I have used tattoos used by the mafia groups that interested me most for this project. The Japanese and Russian Mafia, the Maras (whose origin is Salvadoran, but it is widespread, Salvatruchana, Latin Kings ...), prisoners (this is very complex because it varies so much according to the place and the prison) neo-Nazis, Narco Satanics, etc..

I’ve used these groups because they are marginal groups. This means that when someone adopts a tattoo from a criminal group, they are turning away from society. It is a statement that there is no going back on their intention of being a public enemy. I studied their iconography, their symbols, and codes and then I played with it.



And on some sculptures you seem to have invented a personal style, based on the Flemish old masters.

I suppose trying to break away from the routine isn’t the only reason?


Actually this type of iconography already existed in some of the styles that I have listed above. But it's true that sometimes I’ve had to take things to the extreme to create a new one. What happens is that I like to create my own codes and also, indeed, once I had used many of them, I began to feel limited. On the other hand, I wanted to get away from the idea that this is some kind of representation of the existing tattoo catalogue. I've been faithful to the styles, but only as a starting point. From there I went wherever I wanted. In complete freedom. And, indeed, one of those in which I felt more at ease was the one in which I used the iconography of the old Flemish Masters. Instead of being mere representations of tattoos, I see these pieces more as painted ceramics.
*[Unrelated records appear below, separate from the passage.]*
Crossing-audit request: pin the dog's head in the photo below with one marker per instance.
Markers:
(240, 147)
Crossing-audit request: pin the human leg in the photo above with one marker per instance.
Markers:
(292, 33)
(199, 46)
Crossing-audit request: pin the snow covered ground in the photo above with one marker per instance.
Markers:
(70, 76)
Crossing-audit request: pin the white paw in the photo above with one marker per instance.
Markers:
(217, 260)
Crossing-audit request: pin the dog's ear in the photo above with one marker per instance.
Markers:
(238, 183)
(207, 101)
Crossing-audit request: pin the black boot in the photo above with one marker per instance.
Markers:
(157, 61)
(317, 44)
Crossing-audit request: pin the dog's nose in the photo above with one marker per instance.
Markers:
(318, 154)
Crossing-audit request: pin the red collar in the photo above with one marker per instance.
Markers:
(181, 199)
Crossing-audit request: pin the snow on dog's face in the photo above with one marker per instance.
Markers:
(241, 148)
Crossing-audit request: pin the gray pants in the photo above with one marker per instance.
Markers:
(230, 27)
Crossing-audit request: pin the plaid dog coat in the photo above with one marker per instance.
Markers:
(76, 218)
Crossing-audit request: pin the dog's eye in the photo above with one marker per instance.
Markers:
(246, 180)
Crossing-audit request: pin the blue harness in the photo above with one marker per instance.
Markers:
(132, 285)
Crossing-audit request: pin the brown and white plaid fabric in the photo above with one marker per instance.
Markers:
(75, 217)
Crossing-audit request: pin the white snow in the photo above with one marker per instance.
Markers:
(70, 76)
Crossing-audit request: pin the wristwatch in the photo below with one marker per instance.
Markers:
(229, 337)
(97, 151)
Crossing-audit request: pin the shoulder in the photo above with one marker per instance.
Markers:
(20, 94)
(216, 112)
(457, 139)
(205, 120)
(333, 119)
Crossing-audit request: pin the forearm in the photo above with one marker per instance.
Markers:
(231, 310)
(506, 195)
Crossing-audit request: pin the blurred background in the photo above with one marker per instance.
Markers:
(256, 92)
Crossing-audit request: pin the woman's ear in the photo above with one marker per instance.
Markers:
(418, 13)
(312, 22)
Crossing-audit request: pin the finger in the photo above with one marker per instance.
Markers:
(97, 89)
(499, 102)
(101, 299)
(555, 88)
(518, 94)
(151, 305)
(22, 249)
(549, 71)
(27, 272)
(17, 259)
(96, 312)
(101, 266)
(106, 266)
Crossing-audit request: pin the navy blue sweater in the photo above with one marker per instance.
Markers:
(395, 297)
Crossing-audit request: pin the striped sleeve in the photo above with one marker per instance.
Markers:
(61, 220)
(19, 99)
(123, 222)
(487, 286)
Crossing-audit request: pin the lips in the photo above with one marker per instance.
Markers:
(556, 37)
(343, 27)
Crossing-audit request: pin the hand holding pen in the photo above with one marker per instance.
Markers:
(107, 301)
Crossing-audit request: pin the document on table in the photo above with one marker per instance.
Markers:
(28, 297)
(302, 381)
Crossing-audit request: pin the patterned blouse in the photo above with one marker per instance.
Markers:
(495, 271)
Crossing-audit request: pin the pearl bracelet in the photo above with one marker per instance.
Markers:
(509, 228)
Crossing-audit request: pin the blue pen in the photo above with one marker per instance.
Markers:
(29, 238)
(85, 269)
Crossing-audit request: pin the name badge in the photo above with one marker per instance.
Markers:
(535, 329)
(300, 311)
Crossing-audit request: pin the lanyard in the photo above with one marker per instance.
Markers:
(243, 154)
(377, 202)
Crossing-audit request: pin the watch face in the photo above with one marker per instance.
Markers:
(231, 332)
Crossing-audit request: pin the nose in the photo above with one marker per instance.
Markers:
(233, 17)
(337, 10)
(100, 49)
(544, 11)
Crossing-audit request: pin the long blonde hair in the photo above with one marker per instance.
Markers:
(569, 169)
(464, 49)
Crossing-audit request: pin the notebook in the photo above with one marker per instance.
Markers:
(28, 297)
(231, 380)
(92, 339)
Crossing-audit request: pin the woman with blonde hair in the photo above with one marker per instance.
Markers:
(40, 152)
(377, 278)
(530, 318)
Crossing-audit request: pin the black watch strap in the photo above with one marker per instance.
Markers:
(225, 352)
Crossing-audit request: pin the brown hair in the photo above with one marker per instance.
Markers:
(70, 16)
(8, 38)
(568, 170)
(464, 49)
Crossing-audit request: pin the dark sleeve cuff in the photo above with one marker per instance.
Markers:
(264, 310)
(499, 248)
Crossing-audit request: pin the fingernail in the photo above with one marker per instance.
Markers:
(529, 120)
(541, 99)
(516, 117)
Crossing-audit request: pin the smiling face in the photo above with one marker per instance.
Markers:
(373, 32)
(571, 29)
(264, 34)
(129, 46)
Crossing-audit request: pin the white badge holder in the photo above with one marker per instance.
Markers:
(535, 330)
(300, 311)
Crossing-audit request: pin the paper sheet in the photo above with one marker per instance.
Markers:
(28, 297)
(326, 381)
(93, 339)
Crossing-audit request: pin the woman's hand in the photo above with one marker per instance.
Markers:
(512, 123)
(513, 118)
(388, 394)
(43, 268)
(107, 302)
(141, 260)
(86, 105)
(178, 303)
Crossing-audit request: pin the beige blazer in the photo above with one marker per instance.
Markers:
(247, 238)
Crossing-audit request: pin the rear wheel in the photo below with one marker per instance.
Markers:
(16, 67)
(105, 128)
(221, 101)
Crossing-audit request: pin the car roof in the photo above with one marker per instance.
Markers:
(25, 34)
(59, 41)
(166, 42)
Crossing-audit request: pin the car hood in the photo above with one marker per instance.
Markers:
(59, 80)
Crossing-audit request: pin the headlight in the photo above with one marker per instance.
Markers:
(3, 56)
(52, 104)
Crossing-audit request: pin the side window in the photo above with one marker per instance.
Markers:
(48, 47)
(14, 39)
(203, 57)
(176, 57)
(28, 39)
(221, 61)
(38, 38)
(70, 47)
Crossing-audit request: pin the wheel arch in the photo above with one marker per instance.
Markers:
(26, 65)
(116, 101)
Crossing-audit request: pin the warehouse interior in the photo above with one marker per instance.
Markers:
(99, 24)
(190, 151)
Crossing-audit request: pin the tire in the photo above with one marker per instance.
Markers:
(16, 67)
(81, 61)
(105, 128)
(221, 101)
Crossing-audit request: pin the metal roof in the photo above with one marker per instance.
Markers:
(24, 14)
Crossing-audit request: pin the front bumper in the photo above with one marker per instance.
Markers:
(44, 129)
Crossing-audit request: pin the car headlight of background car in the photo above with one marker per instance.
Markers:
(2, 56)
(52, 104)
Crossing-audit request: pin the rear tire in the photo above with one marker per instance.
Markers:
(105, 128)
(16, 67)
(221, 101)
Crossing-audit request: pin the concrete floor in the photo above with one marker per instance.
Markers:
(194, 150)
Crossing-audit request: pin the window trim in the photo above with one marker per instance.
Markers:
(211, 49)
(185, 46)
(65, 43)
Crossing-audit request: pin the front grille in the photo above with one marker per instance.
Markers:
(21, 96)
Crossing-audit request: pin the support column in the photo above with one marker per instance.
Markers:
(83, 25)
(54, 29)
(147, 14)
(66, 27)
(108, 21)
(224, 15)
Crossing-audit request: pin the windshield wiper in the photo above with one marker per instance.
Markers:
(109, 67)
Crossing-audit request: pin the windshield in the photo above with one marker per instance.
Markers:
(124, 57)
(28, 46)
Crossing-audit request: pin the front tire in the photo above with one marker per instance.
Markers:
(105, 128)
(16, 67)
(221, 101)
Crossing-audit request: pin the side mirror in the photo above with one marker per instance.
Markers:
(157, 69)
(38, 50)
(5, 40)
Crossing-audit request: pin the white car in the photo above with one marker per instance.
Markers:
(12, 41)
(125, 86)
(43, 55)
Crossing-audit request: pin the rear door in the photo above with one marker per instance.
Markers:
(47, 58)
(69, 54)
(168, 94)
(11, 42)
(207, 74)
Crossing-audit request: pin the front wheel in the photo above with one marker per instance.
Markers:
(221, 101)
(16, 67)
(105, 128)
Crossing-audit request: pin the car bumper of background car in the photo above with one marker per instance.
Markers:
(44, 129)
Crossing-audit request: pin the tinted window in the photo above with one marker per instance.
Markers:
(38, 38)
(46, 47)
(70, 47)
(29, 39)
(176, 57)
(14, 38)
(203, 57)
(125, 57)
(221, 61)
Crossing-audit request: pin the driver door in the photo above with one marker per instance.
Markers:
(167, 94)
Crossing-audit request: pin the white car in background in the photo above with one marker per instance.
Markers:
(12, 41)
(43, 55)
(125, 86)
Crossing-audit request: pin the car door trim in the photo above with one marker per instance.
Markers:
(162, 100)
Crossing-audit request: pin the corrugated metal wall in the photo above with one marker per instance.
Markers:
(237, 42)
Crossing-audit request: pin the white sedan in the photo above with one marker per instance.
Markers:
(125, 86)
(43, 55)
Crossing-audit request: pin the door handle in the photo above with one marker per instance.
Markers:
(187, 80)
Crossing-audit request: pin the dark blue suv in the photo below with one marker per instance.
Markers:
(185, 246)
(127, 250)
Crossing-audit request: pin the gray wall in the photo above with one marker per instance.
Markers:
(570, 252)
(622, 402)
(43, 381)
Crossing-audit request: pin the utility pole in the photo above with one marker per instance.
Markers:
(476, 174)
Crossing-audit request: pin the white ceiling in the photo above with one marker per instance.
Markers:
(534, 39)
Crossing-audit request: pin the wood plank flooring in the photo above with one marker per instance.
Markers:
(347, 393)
It is a strange comparison but in my mind it is what fits best.



Roberto has yet another style, again different from the rest. What’s it with him?

This is a Khmer tattoo or Yantra. It is originally from Thailand and is done in sacred temples to people who have committed deplorable acts, or as protection against bullets etc. Mainly criminals. Here I have basically used texts in a language that resembles Sanskrit but that was entirely made up. In all these pieces, there is much play with the iconography and they express a great sense of humour as well.


















· Soft Cockney, An interview with Enrique Marty, by Dries Verstraete



Published in catalog "Soft Cockney", Deweer Gallery, Otegem, Belgium. 2013.